In [1]:
import warnings
import itertools
warnings.filterwarnings("ignore")
import pandas as pd
from simple_salesforce import Salesforce
from simple_salesforce import SalesforceMalformedRequest
from tqdm import tqdm
from collections import defaultdict
import glob
import os
from tqdm import tqdm

proxies = {
}

username = ''
password = ''
isSandbox = 0
token = ''
instance = 'https://login.salesforce.com'

sf = Salesforce(username = username,
                password = password,
                security_token = token,
                sandbox = isSandbox,
                proxies = proxies)

Basic data manipulation from database to get to problem at hand

In [64]:
all_districts = sf.query_all("SELECT District__c,Id,Name FROM Territory__c WHERE Object__c = 'Account Location;Lead'")
all_districts = pd.DataFrame.from_records(all_districts['records'])
# query all districts and towns from database

all_districts['District__c'] = all_districts.District__c.map(lambda x : x.split('-')[0])
# get specific district code from string

all_districts['Territory_Code'] = all_districts.Name.map(lambda x : x.split('-')[1])
all_districts['Name[0]'] = all_districts.Name.map(lambda x : x.split('-')[0])
# the 'Name' field is actually a combination of a town code and territory code (splitting them up)

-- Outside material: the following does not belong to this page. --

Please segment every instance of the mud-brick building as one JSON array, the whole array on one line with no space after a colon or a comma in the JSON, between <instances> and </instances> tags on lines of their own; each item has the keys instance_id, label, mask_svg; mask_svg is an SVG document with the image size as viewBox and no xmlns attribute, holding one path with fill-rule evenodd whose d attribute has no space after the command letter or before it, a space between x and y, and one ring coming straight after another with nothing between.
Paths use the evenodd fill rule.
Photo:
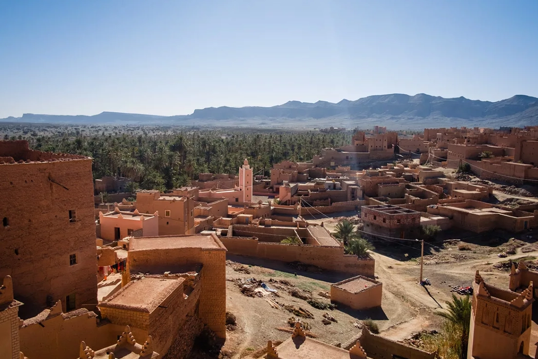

bad_districts = all_districts.groupby('District__c').filter(lambda x : all(x['District__c'] == x['Name[0]'])==False)
# this project has been done manually on some territories, filter these out

bad_districts = bad_districts[['District__c','Name','Name[0]','Territory_Code']]
bad_districts = bad_districts[bad_districts['Territory_Code'].isin(['Vacant','CCNO'])==False]

Problem: 1) The first part of every Name should be the district it is under, but this cannot result in any duplicates. 
         2) Every district should start with a territory code of 1, and increase sequentially (many do not actually start at 1, and many skip random numbers throughout)
         3) Make as few changes to the territory code as possible, however, maintaining original order trumps this
         
         
         i.e. in the below example for district D322
             Name '0096-CC02' would be changed to 'D322-CC08'
             if you did this for every name, because there are 3 territories in the district it would result in mult. duplicates
             

In [65]:
# example
bad_districts[bad_districts['District__c'] == 'D322'].sort_values('Name')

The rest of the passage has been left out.